In order to eliminate any barrier to entry for clients wanting to store objects larger than 5GB, initially we also prototyped fully transparent support for large object uploads. A fully transparent implementation would support a larger max size by automatically splitting objects into segments during upload within the proxy without any changes to the client API. All segments were completely hidden from the client API.

This solution introduced a number of challenging failure conditions into the cluster, wouldn’t provide the client with any option to do parallel uploads, and had no basis for a resume feature. The transparent implementation was deemed just too complex for the benefit.

The current “user manifest” design was chosen in order to provide a transparent download of large objects to the client and still provide the uploading client a clean API to support segmented uploads.

To meet an many use cases as possible Swift supports two types of large object manifests. Dynamic and static large object manifests both support the same idea of allowing the user to upload many segments to be later downloaded as a single file.

Dynamic large objects rely on a container listing to provide the manifest. This has the advantage of allowing the user to add/removes segments from the manifest at any time. It has the disadvantage of relying on eventually consistent container listings. All three copies of the container dbs must be updated for a complete list to be guaranteed. Also, all segments must be in a single container, which can limit concurrent upload speed.

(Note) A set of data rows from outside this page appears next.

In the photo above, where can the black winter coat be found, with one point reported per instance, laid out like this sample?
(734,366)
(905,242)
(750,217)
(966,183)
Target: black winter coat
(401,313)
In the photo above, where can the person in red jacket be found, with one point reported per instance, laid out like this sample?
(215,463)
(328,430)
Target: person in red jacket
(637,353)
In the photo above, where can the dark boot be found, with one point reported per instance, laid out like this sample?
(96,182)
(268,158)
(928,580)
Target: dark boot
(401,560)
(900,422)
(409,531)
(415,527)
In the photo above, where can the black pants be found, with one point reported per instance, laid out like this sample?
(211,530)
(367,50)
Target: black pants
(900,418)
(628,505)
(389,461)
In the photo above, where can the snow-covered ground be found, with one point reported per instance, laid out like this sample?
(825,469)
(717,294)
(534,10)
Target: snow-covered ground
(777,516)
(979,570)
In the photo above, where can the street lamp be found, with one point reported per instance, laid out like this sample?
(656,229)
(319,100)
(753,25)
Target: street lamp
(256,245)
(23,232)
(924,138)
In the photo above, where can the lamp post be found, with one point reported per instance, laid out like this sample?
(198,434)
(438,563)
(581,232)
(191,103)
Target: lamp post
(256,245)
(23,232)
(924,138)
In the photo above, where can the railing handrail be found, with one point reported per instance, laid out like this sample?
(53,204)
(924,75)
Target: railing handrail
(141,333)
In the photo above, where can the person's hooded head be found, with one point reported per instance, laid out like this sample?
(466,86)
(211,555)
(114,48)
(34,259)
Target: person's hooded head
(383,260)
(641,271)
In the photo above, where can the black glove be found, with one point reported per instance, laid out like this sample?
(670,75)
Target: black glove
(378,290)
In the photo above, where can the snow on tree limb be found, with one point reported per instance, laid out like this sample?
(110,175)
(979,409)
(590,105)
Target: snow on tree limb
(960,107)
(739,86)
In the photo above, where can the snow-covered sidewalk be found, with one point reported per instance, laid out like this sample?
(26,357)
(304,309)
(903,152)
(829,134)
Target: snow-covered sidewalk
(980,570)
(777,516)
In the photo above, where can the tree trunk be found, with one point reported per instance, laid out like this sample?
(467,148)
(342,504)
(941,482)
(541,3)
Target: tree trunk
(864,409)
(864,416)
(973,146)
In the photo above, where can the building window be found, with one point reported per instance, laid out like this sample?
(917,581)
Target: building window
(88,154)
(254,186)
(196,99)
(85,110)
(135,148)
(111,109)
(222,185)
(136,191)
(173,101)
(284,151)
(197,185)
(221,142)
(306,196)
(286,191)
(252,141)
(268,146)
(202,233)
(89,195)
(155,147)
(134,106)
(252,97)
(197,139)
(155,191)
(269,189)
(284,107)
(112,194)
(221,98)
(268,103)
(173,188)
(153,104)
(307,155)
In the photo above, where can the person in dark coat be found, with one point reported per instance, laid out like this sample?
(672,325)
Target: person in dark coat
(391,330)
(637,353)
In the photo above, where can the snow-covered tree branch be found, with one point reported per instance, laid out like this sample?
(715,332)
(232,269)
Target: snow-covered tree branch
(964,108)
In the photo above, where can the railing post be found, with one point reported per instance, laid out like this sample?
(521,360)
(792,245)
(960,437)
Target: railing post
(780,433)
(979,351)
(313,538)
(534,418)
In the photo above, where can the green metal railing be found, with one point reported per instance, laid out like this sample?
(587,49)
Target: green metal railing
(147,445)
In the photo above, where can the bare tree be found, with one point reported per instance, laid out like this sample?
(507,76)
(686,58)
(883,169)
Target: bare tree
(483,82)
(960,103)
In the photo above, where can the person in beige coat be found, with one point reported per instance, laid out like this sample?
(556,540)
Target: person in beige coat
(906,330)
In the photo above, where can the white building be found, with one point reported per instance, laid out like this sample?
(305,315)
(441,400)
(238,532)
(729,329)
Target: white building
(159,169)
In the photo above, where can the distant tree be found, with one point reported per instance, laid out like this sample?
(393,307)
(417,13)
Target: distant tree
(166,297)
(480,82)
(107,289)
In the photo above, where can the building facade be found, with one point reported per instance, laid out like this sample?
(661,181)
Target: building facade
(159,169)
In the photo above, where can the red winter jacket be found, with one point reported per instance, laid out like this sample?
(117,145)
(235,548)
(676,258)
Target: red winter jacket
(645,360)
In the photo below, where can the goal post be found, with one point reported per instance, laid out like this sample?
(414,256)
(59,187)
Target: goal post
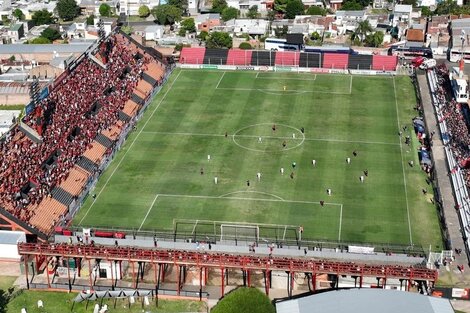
(235,232)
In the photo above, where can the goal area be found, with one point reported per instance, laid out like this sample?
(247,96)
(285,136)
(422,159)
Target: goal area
(233,232)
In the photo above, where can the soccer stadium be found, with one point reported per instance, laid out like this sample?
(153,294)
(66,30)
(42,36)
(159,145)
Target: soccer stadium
(138,175)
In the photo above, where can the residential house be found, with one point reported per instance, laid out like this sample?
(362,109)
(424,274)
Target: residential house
(252,27)
(402,13)
(16,32)
(438,34)
(308,24)
(154,32)
(309,3)
(334,4)
(131,7)
(193,7)
(205,22)
(346,21)
(244,5)
(415,35)
(460,38)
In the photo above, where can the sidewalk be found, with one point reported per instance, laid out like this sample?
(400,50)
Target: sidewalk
(450,274)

Static large objects rely on a user provided manifest file. A user can upload objects into multiple containers and then reference those objects (segments) in a self generated manifest file. Future GETs to that file will download the concatenation of the specified segments. This has the advantage of being able to immediately download the complete object once the manifest has been successfully PUT. Being able to upload segments into separate containers also improves concurrent upload speed. It has the disadvantage that the manifest is finalized once PUT. Any changes to it means it has to be replaced.

Between these two methods the user has great flexibility in how (s)he chooses to upload and retrieve large objects to Swift. Swift does not, however, stop the user from harming themselves. In both cases the segments are deletable by the user at any time. If a segment was deleted by mistake, a dynamic large object, having no way of knowing it was ever there, would happily ignore the deleted file and the user will get an incomplete file. A static large object would, when failing to retrieve the object specified in the manifest, drop the connection and the user would receive partial results.